On an older camper I would not bolt through the floor. The camper is likely to end up on the road with the floor still securely bolted to the truck. People and Alaskan I belive have mounted them this way, but the floor to wall joint gets weak over the years. Some have been so bad the floor has fallen down when the camper was jacked up, but this was an extreme case.
 
Thanks for the pointer ripper. I'm hesitant to get the torklift simple because of the high expense. Happijac doesn't make a tie down for my truck. So I'm left with a home built system. Thinking of a hybrid bolt down and bumper mount system.
 
Don't give up on Happijack....the system can be easily adjusted to fit any truck....

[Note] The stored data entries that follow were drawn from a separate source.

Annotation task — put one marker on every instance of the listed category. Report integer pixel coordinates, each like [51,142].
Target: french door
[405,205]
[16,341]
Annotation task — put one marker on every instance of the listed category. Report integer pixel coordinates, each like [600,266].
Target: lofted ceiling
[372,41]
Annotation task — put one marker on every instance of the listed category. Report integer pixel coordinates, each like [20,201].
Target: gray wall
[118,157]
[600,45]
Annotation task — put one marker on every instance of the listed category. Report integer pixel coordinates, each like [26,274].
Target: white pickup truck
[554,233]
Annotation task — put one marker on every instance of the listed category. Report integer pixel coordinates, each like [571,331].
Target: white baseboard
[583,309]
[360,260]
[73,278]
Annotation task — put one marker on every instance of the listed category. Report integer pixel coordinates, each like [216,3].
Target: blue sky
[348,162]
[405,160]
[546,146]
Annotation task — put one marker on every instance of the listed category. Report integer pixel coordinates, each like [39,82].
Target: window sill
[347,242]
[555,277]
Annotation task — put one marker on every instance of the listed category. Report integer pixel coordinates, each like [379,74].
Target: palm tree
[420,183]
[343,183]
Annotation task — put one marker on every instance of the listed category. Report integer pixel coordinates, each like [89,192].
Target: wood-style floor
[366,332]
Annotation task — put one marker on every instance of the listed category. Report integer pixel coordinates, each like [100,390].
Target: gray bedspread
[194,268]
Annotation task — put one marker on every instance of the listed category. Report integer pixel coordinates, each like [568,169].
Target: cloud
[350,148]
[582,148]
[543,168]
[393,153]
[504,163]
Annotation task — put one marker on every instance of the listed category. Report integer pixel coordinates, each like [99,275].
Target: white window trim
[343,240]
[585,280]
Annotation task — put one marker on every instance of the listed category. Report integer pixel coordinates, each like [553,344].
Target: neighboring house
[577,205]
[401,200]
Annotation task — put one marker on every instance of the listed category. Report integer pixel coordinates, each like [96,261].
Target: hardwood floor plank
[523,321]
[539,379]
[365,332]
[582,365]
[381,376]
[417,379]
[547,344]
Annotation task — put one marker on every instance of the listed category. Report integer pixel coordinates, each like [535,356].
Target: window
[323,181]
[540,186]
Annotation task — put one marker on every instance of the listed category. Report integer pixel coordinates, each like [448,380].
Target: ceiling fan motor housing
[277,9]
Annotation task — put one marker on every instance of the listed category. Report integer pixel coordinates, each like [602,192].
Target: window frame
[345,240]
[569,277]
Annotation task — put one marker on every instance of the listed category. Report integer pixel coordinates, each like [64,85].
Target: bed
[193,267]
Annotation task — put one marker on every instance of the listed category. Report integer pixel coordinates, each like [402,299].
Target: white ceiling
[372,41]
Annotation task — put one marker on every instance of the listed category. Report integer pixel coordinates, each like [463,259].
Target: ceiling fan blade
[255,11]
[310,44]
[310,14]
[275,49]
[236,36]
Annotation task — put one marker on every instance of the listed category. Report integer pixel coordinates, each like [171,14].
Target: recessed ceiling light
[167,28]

and you can find them just hanging around sometimes :D

Torqlift is way too much pressure for a plywood and pine frame

happijack tiedowns fit nicely into the reico brackets too...add derringer quick releases and it simplifies things
 
Can't go wrong with Fantastic fan. The cheaper ones don't have all the sensors, but you don't need them. For about $6 shipped you can get a amde in China speed control that allows you to slow the fan down to a whisper and uses much less amps.
I would go with at least a 1250 model, the 1200 doesn't have reverse
 
In any installation, you don't want the camper moving around. It will damage/destroy the points on the camper before the truck body gives way (plywood vs. steel). Once things get LOOSE, they can gain MOMENTUM which brings to bear greater FORCE on the tie-down points no matter what kind you have.

Why not start a new thread in the AK section titled "Securing an Alaskan in a Dodge" and see if you can get some owners of that model truck with a 10' AK to share their secrets on what fits and what works?